【原文】
寒成候間、弥以
蟄居候。
雖為指儀、余
久絶音問候間、
彼是此中者、
上洛之沙汰無之候、
何成と々々々迷惑候。
其段可被成、御
推量候。従閑吟□
所、文来進入候由
承候。乍次如此候。
必々不及御越候。
恐々不備
九月十六日 江月(花押)
啓迪院
無為
【訓読】
寒く成り候ふ間、弥よ以て蟄居候ふ。
指したる儀なきと雖も、
余り久しく音問絶え候ふ間、
彼れ是れ此の中は、
上洛の沙汰これ無く候ふ、
何れ成りと々々々迷惑に候ふ。
其の段、御推量成らるべく候ふ。
閑吟□所より、文来り進じ入れ候ふ由、承り候ふ。
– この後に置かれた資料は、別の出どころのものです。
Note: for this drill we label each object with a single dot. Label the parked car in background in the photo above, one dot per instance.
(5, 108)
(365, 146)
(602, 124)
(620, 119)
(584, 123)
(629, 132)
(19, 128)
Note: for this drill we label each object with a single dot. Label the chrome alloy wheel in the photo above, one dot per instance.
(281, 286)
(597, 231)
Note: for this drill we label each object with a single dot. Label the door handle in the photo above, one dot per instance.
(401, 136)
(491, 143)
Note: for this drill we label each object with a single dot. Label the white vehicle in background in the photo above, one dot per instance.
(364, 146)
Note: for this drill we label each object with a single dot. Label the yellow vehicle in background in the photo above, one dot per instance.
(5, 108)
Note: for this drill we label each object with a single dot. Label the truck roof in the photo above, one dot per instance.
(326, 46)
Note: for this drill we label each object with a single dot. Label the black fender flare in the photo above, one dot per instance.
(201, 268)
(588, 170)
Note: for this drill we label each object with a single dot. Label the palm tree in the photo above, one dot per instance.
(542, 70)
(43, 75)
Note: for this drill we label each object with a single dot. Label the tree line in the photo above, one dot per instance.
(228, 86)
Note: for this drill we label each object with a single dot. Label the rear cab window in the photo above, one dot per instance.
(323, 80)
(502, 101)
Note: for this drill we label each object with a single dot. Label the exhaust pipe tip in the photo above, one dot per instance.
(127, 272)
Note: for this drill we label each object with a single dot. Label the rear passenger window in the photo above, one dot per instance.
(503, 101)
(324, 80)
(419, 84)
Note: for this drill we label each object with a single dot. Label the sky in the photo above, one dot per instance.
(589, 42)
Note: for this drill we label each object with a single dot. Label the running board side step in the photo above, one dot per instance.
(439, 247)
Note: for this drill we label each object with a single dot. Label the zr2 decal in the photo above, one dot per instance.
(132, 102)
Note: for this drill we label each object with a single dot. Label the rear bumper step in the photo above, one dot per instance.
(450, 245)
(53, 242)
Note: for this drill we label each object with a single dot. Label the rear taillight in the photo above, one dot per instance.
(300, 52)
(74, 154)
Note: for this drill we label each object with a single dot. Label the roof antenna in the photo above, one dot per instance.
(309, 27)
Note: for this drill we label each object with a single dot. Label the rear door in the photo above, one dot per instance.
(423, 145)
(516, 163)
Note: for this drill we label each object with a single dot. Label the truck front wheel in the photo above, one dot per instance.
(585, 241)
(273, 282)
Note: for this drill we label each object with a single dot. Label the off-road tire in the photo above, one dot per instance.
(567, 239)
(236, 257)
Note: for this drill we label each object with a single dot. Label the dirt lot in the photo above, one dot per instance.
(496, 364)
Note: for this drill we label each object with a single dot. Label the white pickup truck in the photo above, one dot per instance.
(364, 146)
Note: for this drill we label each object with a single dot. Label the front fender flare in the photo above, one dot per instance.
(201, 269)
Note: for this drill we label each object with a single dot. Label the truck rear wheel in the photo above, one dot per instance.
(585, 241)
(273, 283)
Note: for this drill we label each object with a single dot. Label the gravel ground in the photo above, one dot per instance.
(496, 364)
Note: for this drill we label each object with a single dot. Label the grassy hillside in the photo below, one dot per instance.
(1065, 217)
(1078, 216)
乍次如此候。
必ず々ず御越しに及ばず候ふ。
恐々不備
九月十六日 江月(花押)
啓迪院
無為
【訳文】
寒くなりまして、いよいよ蟄居しております。
これといった用事はございませんが、あまりにも御無沙汰しておりました。
あれこれと、最近は、上洛の御命令もございませんで、それにしても迷惑でございます。
このあたりのことはどうぞ御推量くださいませ
閑吟□所から、手紙がまいりましてこと、承りました。
ついでながら申し上げておきます。繰り返しますが、御越しには及びません。
恐々不備
九月十六日 江月(花押)
啓迪院
無為
※啓迪員は曲直瀬道三の造った学問所。